TAP developed PM2.5 species concentrations data set based on the published 10-km PM2.5 concentrations with complete spatial coverage. The methodology framework is shown below. The model extract PM2.5 species information from operational CMAQ simulations under the constraint of PM2.5 concentrations. To correct the bias of the CMAQ simulations, TAP first improved the windblown dust module, and then trained models to revise simulated PM2.5 species proportions based on ground measurements and extreme gradient boosting (XGBoost) algorithm. Having obtained more accurate PM2.5 species conversion factors, PM2.5 species concentrations were derived on the basis of PM2.5 data. The TAP-released PM2.5 species data include sulfate (SO42-), nitrate (NO3-), ammonium (NH4+), organic matter (OM), and black carbon (BC).

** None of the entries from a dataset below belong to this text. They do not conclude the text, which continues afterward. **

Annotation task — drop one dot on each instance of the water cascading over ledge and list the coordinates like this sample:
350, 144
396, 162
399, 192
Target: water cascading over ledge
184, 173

  • Geng, G., Zhang, Q., Tong, D., Li, M., Zheng, Y., Wang, S., & He, K. (2017). Chemical composition of ambient PM2.5 over China and relationship to precursor emissions during 2005–2012. Atmos Chem Phys17(14), 9187-9203. [Link][PDF]
  • Liu, S., Geng, G., Xiao, Q., Zheng, Y., Liu, X., Cheng, J., & Zhang, Q. (2022). Tracking daily concentrations of PM2.5 chemical composition in China since 2000. Environ Sci Technol, 56, 16517–16527. [Link][PDF]

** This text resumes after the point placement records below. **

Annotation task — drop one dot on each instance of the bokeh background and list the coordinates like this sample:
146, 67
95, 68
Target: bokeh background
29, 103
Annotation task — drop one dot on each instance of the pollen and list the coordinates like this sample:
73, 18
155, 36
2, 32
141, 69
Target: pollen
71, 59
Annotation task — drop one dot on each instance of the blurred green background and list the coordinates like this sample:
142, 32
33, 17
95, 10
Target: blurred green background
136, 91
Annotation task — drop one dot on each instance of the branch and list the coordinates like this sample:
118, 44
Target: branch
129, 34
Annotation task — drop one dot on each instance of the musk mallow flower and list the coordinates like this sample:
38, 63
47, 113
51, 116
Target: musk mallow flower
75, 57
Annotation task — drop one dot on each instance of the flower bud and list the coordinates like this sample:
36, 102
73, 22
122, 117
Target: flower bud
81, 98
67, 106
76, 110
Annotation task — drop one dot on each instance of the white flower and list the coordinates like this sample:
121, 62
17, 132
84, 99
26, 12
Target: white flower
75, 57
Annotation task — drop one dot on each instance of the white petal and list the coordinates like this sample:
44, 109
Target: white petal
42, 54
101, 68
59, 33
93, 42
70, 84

PM2.5 1-km prediction model >

With the TAP PM2.5 at a 10-km resolution, the complete-coverage daily PM2.5 predictions at a 1-km spatial resolution from 2000 to the present were produced by fusing high-resolution satellite remote sensing retrievals and environmental spatial data (e.g. road maps) with a machine learning model. The structure of our model is shown below. To correctly reflect the temporal variations in land cover characteristics that significantly affected the pollution emissions, continuous annual geoinformation datasets, including the annual road distribution maps and ensemble gridded population distribution maps in China were constructed by spatial and statistical models. Then the random forest model was trained by the residual between 10-km TAP PM2.5 predictions and PM2.5 measurements in order to enlarge the response of predictions to variations in predictors.

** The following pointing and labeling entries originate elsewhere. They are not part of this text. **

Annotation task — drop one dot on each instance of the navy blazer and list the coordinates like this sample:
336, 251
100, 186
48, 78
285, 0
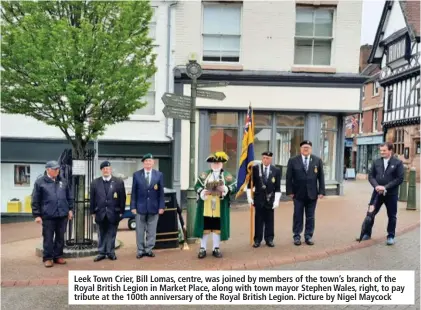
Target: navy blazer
391, 178
111, 204
147, 199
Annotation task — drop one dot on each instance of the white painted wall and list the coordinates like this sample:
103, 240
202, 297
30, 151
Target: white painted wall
8, 188
267, 38
141, 128
284, 98
395, 20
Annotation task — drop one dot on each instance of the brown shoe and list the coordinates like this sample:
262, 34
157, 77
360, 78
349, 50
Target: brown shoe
48, 263
60, 261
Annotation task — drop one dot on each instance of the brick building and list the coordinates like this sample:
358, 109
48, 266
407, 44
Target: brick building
364, 130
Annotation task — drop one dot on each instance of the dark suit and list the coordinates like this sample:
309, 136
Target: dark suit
305, 186
390, 178
264, 197
147, 200
107, 202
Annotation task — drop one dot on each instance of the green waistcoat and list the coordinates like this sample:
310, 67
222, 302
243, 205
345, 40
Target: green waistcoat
231, 184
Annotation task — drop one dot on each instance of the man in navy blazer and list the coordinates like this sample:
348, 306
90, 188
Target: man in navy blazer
386, 174
147, 202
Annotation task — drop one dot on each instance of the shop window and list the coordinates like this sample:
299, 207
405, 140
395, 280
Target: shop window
329, 127
22, 175
398, 142
125, 167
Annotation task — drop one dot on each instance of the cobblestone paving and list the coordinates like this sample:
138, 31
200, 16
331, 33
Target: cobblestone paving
405, 255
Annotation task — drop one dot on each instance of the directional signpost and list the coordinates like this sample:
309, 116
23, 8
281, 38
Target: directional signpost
184, 108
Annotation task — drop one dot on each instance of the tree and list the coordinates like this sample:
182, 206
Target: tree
76, 65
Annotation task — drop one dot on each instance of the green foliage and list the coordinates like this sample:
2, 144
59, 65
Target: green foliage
76, 65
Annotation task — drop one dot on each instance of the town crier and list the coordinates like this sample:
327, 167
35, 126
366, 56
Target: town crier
214, 188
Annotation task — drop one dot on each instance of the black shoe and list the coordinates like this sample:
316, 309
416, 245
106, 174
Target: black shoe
99, 258
202, 253
309, 242
217, 253
150, 254
270, 244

  • Xiao, Q., Geng G., Liu, S., Liu, J., Meng, X., & Zhang, Q. (2022). Spatiotemporal continuous estimates of daily 1 km PM2.5 from 2000 to present under the Tracking Air Pollution in China (TAP) framework. Atmos Chem Phys, 22, 13229–13242. [Link][PDF]

O3 prediction model >

TAP developed a machine learning model to predict full-coverage daily maximum 8-h average O3 concentrations by fusing data from multiple sources. The model structure is shown below. The predictors include O3 measurements, satellite O3 vertical distribution profile, CMAQ simulations, WRF meteorological simulations, Normalized Difference Vegetation Index (NDVI), night light and population distribution. First, two random forest model were developed to describe the associations between O3 measurements and all the predictors, with and without the satellite O3 vertical distribution profile. Due to the missingness in satellite retrievals, the predictions from the model with satellite retrievals were spatiotemporally discontinuous. Then an elastic-net model was developed to fuse the predictions from the two random forest model in order to improve the prediction accuracy as well as fill the missingness. The last step simulate the residual of the fused predictions with a spatiotemporal Kriging interpolation.


  • Xue, T., Zheng, Y., Geng, G., Xiao, Q., Meng, X., Wang, M., Li, X., Wu, N., Zhang, Q., & Zhu, T. (2020). Estimating spatiotemporal variation in ambient ozone exposure during 2013–2017 using a data-fusion model. Environ Sci Technol, 54, 14877-14888. [Link] [PDF]
  • Xiao, Q., Geng, G., Xue, T., Liu, S., Cai, C., He, K., & Zhang, Q. (2021). Tracking PM2.5 and O3 Pollution and the Related Health Burden in China 2013–2020. Environ Sci Technol. [Link][PDF]